La demora y los argumentos usados para resistir a toda medida que tienda a enfrentar la subrepresentación de mujeres en el sistema político, no sólo atenta contra los derechos de las mujeres que están en las estructuras partidarias, sino que afecta a todas. Porque la participación plena no es un derecho para una élite o no debería serlo sino un derecho adquirido y una condición de ciudadanía. Poder elegir y ser electo no tiene todavía para las mujeres la misma ecuación que para los hombres. Las mujeres somos el 52% del electorado pero apenas alcanzamos al 12% en la representación parlamentaria, y aún se está a mitad de camino del 50/50 en el Poder Ejecutivo, en cargos que se designan por la voluntad política. En las estructuras partidarias las instancias de dirección son predominantemente masculinas y muchas mujeres desde hace mucho tiempo no encuentran en esos espacios las condiciones mínimas necesarias para poder incluir una agenda que atienda las causas para enfrentar la discriminación por razones de género y revertir sus consecuencias.
La sociedad uruguaya y el sistema político tienen un problema porque está demostrado que la subrepresentación de mujeres es un déficit democrático violatorio de los derechos humanos.

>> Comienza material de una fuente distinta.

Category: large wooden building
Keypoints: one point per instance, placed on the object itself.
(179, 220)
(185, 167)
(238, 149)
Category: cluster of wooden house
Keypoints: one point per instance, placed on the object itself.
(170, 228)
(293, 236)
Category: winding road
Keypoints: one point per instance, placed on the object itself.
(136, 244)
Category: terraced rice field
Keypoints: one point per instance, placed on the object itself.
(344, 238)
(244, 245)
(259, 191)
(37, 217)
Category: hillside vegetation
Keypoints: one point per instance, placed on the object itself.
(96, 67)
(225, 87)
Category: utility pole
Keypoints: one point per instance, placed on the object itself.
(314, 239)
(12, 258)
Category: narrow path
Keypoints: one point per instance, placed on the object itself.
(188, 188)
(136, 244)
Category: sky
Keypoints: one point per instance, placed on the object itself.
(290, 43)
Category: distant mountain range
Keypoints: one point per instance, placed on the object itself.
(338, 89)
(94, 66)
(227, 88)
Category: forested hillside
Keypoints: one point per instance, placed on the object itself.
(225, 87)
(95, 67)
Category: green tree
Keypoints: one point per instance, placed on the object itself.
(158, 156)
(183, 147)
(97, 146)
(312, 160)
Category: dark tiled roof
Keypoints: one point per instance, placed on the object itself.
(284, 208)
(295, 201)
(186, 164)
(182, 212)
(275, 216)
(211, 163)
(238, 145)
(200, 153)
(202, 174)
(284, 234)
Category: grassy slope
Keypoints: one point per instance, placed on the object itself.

Poco se ha escuchado por parte de los líderes políticos de su preocupación por atraer más mujeres a la política y a sus estructuras. Poco parece preocupar que en la oferta electoral no haya lugar para las mujeres, aunque el electorado manifiesta querer poder votar también a mujeres. Casi nada les importa y no se sienten aludidos ante la interpelación de que están defendiendo sus «sillas» a las que temen perder ya no sólo por la histórica competencia entre «iguales». Ahora se suman estas «advenedizas» que quieren llegar «por el camino corto». La medida de acción positiva necesaria para superar una desigualdad obvia se convierte en una suerte de «avivada» de las que quieren hacer carrera política. Difícil ante estos mensajes sentirse representada por nuestros representantes. Difícil creer en los partidos políticos y en su capacidad de agenciar los intereses de la ciudadanía. Cada vez más difícil sentir que los hombres velan por las necesidades de las mujeres. Y para muestra, sobran dos botones, los proyectos de ley de cuota política y de salud sexual y reproductiva, legislatura tras legislatura, con mayoría masculina, fracasan. Nunca son oportunos, jamás alcanzan los votos necesarios, siempre son postergables y, en demasiadas ocasiones, son la moneda de transacción para otras negociaciones políticas.
En estas condiciones y ante estos mensajes, se vuelve cada vez más complicado para las mujeres mantener la confianza en los hombres que nos representan. No sentimos que velen por nuestros intereses y tampoco que promuevan, respeten y defiendan nuestros derechos. Entre otras cosas, por eso también queremos estar en los lugares de poder.
Para que la democracia sea de mejor calidad y para que en la sociedad haya igualdad de oportunidades y condiciones deberán romperse los techos de cristal que impiden el ascenso, al mismo tiempo que transformar los pisos de barro que siguen imposibilitándoles a las mujeres la participación plena. Esta exclusión le significa al país no contar con todas sus potencialidades en materia de recursos humanos y se pierden los aportes de la mitad de su población. La política, la academia, los sindicatos, los partidos políticos, las empresas y las organizaciones sociales no pueden darse más el lujo de perder las capacidades que están en más del 50% de la población. Quizás hasta ahora pudieron hacerlo sin nosotras pero desde hace tiempo las mujeres queremos «la mitad del cielo, la mitad de la tierra y la mitad del poder». Queremos ir a más porque, entre otras cosas, tenemos ganado el derecho de exigirlo.